In Snow, this Court did not address defendant’s contextual argument. But the opinion actually comes close to supporting his position: “If the challenged instruction somehow suggested that motive alone was sufficient to establish guilt, defendant’s point might have merit.” (30 Cal.4th at 97, italics in original, underscoring added.) In the preceding section, defendant showed how in context, the motive instruction indeed made the improper suggestion.
Petznick acknowledged this contextual argument (id. at 685), but excused the instruction’s fatal omission (no admonition that motive alone does not prove guilt) with the observation that the instruction serves an “additional purpose of clarifying that motive is not an element of a crime.” (114 Cal.App.4th 663, 685.) Additional purpose or not, the problem in the instruction’s comparative wording remains the same for the jury.
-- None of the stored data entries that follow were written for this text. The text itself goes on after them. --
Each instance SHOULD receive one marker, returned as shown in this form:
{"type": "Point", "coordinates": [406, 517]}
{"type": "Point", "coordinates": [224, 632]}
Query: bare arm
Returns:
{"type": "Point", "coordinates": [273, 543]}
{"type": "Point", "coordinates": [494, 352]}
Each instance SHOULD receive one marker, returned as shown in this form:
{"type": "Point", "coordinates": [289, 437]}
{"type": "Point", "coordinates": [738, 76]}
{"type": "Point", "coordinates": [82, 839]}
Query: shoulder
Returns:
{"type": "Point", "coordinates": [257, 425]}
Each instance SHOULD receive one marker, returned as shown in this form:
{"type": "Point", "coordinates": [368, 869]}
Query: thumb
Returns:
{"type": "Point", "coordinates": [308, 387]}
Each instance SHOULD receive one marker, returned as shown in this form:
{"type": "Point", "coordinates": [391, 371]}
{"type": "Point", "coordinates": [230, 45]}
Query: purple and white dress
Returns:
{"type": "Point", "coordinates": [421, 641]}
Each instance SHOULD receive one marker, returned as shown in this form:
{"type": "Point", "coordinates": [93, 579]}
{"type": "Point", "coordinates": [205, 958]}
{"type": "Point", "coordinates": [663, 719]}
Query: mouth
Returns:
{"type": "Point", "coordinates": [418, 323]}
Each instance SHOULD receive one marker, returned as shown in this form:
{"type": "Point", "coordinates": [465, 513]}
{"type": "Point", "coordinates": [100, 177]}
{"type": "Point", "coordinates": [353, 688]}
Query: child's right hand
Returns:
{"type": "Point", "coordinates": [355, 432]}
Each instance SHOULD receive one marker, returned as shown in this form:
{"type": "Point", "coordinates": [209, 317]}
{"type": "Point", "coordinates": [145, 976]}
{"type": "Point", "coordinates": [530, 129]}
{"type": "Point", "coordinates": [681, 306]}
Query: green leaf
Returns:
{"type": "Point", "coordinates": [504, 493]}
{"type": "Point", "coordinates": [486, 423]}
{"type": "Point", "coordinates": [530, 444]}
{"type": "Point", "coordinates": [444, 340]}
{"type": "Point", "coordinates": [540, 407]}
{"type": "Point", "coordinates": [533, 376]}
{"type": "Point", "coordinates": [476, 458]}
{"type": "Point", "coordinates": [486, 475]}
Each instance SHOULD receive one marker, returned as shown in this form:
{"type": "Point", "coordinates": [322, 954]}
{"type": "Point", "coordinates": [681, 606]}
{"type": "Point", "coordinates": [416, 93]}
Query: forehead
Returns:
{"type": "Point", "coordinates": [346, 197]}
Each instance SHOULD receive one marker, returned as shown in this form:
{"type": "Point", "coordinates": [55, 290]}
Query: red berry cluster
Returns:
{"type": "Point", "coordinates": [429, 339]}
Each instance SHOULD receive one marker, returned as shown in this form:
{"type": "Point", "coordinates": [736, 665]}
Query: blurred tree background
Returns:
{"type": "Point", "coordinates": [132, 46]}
Unfortunately, Petznick did not resolve it. Defendant’s claim is not directed at the instruction’s purposes, but at its likely impact on the jury.
In a recent capital appeal, this Court briefly rejected a contextual attack on the motive instruction by finding the claim “merely goes to [its] clarity[.]” (People v. Cleveland (2004) 32 Cal.4th 704, 750.) But defendant’s complaint is not that the instruction was insufficiently clear; it is that, in context, the instruction all too reasonably allowed the jury to infer his intent to kill (for practical purposes here, his guilt; App. A 25) based on motive alone.
More recently, a pair of Court of Appeal decisions relied on the precise reasoning argued by defendant, albeit in another context. In People v. Bell (2004) 118 Cal.App.4th 249, Division Three of the First District found prejudicial error in CALJIC No. 2.28 as given (re late disclosure of defense witness statements). The court found the same comparative, contextual analysis “[s]ignificant[]”:
Significantly, other instructions [CALJIC Nos. 2.03, 2.04, 2.05, 2.06, 2.52] that address a defendant’s consciousness of guilt “ma[k]e clear to the jury that certain types of deceptive or evasive behavior on a defendant’s part could indicate consciousness of guilt, while also clarifying that such activity was not of itself sufficient to prove a defendant’s guilt, and allowing the jury to determine the weight and significance assigned to such behavior. The cautionary nature of the instructions benefits the defense, admonishing the jury to circumspection regarding evidence that might otherwise be considered decisively inculpatory.” (People v. Jackson [(1996)] 13 Cal.4th [1164,] 1224, italics added.) No such clarification was included here. As a result, the jurors may have concluded they were free to find Bell guilty merely because he failed to comply with the discovery statute.
(118 Cal.App.4th at 256, original italics; underscoring added; followed by Fifth District in People v. Cabral (2004) 121 Cal.App.4th 748.)
Defendant urges review to examine the Bell and Cabral reasoning in light of the motive instruction issue.